10. Simulate the physical office (when possible)
This may not be suitable for all teams, but technology has given us some amazing solutions for team building from afar. On the more fun side, apps like Gather look like video games, where you can move your character around to meet colleagues virtually.
You can also leverage messaging apps like Slack and Skype to create virtual watercooler rooms to connect with your team remotely. Monthly virtual drinks or lunches can also help if your team is up for it!
A view of Gather's simulated office space.
11. Be twice as empathetic
Working remotely can be a struggle for some, especially if they are used to an office environment. Some people thrive with their newfound freedom, while others experience challenges that may affect their mental health.
Social isolation and burnout are two critical issues to watch closely for. According to Buffer's State of Remote Work 2022, the top challenges for remote workers are the inability to unplug and loneliness. So be mindful of how your team divides their time between work and life. Please encourage them to turn off notifications when not working and avoid meetings outside of working hours as much as possible.

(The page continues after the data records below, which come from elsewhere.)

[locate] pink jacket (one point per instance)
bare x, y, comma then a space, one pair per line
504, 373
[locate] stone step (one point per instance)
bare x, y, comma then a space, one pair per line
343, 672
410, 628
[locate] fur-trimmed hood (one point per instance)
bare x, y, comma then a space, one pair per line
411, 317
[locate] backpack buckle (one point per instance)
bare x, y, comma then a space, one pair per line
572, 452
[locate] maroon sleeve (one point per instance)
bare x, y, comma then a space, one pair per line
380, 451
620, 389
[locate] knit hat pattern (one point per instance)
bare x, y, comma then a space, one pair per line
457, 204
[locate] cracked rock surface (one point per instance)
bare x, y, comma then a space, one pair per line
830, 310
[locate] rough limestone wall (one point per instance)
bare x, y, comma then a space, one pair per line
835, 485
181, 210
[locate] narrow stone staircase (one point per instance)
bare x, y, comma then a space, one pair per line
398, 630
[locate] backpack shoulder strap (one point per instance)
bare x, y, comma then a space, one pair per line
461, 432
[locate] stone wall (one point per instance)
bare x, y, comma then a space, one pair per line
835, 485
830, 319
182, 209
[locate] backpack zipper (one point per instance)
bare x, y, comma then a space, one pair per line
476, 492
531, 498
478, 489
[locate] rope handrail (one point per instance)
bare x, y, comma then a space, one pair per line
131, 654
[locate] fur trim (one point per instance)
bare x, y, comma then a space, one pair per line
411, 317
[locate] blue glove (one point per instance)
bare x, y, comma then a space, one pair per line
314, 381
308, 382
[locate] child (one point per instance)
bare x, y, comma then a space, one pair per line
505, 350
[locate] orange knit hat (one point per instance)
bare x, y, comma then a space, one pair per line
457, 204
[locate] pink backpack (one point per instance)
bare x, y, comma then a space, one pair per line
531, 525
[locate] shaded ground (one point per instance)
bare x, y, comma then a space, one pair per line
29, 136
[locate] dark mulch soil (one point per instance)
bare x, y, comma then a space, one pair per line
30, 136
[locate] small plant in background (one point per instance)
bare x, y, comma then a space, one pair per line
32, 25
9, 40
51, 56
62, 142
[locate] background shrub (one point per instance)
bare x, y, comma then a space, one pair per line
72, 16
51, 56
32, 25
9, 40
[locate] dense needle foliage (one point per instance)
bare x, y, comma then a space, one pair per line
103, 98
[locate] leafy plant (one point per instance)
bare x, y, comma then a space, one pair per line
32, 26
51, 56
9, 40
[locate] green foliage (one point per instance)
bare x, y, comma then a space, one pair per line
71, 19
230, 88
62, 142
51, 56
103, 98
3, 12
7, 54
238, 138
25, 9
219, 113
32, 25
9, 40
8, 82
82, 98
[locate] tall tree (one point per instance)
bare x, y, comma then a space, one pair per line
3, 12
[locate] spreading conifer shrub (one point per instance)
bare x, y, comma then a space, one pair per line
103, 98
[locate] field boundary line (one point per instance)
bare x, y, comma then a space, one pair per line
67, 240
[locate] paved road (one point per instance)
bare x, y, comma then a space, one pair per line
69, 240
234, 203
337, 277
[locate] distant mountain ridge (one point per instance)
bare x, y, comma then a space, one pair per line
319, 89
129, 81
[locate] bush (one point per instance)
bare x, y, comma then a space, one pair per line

To combat loneliness, try checking in regularly. Or set up norms for employees to meet each other, e.g., with a tool like Donut, which sends periodical reminders for 1:1s between randomly chosen team members. But most of all, keep a pulse of how your team feels and translate the open door policy to the virtual world—be it with video calls, surveys, or direct messages.
12. Celebrate wins and milestones
Many of us who have worked in a physical office are used to seeing employees rewarded for their efforts—no matter how small the gesture. For instance, the sales manager ordering pizzas to celebrate the quarter closing above target, or the CEO letting everyone clock out early on Friday to celebrate a new ARR record.
When managing remote teams, you need to get more creative. A shoutout to team members in a Slack channel after a milestone is the minimum public recognition for your team. If you have the budget, arrange for care packages for your team or send them digital gift cards after major milestones.
13. Host virtual events and meetups
Virtual events can help build trust and familiarity in your team. Again, it depends on what works best for your team members, so you could consider several ideas:
- Quiz or trivia games (you can create a quick and easy quiz game with platforms like Kahoot)
- A virtual activity, like yoga or painting with an internal or external instructor
- Quarterly company-wide presentations (e.g., the Float Remote Roadshow)
Also, it's beneficial to bring your team together physically once in a while. It's a great way to improve cohesiveness and communicate better on longer-term goals.
Float's meetup in 2019 was in Athens, Greece.
14. Trust your team (and show it)
Nothing kills productivity for remote workers more than a manager who doesn't trust them. Managers who are constantly worried that their remote team members aren't working or are scared by the loss of control can lead to micromanagement and an unpleasant culture.
Trust-building happens over time, but you need to be ready to give your team a chance to breathe and test the waters themselves. "To avoid micromanagement, we build trust from day 1. We reference our values for how we work, and we have shared OKRs to keep us focused and accountable. Micro-feedback is also important in the early days to learn the expectations of working together and set the standard. But, as trust is built, letting go is critical," says Siobhan.
Demonstrate trust in your team, even if it's not always easy. Let them know you're always there for feedback and support, and place an emphasis on results. Your team will thank you for it!